Swapping burning wood for coal won’t save the climate.
Berlin – The International Energy Agency (IEA)’s roadmap released today fails to acknowledge the science that burning huge volumes of wood to substitute for burning coal is at least as emissive and climate damaging as coal in the short time frame to 2050, according to the global Environmental Paper Network (EPN).
“The simple fact is that – in order to reduce carbon emissions causing climate change – the world has to move beyond burning of fossil fuels and of forest biomass, and move substantially to genuine low emissions renewables”, said Peg Putt, Coordinator of the Forests, Climate and Biomass Working Group of the EPN.
“Under the IEA’s plan instead, the natural forests of the world will be plundered, degraded and destroyed to burn for large scale energy production.

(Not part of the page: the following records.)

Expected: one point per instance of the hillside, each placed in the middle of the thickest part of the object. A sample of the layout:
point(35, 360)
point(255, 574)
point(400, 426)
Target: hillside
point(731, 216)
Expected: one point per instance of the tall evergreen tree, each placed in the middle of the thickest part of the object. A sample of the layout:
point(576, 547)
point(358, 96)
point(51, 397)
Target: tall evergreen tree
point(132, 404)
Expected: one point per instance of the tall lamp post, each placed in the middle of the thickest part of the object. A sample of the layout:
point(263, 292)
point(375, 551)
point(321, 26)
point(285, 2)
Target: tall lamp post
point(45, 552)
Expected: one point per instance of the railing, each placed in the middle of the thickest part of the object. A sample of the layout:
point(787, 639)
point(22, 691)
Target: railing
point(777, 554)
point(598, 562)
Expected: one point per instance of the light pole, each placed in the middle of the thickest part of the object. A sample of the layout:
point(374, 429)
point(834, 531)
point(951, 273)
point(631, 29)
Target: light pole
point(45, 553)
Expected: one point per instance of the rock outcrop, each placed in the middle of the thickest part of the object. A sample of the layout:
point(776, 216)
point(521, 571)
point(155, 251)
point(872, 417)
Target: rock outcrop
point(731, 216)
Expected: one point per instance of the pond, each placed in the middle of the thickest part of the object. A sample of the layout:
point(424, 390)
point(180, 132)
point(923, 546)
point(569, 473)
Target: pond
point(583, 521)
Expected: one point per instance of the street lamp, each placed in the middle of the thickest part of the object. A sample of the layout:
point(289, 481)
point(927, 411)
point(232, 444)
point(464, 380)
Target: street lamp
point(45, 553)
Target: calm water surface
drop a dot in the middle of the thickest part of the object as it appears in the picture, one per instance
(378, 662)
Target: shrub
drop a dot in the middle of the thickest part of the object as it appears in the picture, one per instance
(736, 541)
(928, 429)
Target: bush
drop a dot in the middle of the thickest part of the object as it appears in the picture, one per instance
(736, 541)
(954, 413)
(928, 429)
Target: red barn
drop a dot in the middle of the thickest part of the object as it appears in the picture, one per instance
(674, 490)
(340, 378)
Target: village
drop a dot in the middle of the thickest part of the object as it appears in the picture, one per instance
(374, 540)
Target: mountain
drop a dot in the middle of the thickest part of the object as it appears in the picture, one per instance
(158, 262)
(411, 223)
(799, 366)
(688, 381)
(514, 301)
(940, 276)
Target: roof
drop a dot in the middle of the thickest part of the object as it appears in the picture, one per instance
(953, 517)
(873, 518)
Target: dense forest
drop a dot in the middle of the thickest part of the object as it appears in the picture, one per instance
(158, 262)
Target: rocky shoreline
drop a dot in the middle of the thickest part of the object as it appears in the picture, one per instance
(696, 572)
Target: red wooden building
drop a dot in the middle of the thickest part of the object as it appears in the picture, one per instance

Monoculture tree plantations grown for burning will displace communities and vitally needed agriculture that feeds the world, whilst the capacity for forests to remove and safely store carbon out of the atmosphere will be seriously depleted.”
“The idea that a huge expansion in large scale bioenergy production can be fed from plantations on marginal land without affecting natural forests or agriculture is plain wrong and can never supply the volumes envisaged. That marginal land is where people have been driven to as agricultural expansion has dispossessed them, and where such land is empty it is vital to use for forest restoration to draw down and store carbon and tackle the biodiversity crisis. The last thing we should be doing is clearing and burning it to establish masses of monoculture plantations for even more large scale burning for energy.”
The IEA published the report “Net Zero in 2050: A roadmap for the global energy sector” after sustained pressure to lay out a pathway for what is needed from governments, companies, investors and citizens to put emissions on a path in line with a temperature rise of 1.5 degrees Celsius.
This pathway rightly involves no new investment in fossil fuel supply, but wrongly builds in a 60% expansion in bioenergy and continues to buy into the false assumption that energy from forest biomass is carbon neutral when it is actually a major emissions source.
The most desirable path to draw down carbon is to protect and restore natural forests, thereby reducing emissions and removing atmospheric carbon dioxide while supporting biodiversity, resilience and well-being, not burning forest biomass and then applying carbon capture and storage technologies that remain unproven at scale, as the IEA is suggesting.
An entity called IEA Bioenergy, whose precise relationship with IEA remains unclear, has for some time been acting as an advocate for bioenergy and aggressively challenging expert science from bodies like the European Academy of Sciences Advisory Committee, who responded in May 2020 with an open letter saying “when a power station switches from coal to wood pellets, a significant amount of extra CO2 is released, so there follows a period (carbon payback period) during which switching from coal to forest biomass increases atmospheric levels of CO2. This is often a long period – much beyond the time we have available to meet Paris Agreement targets of limiting warming to 1.5-2oC.”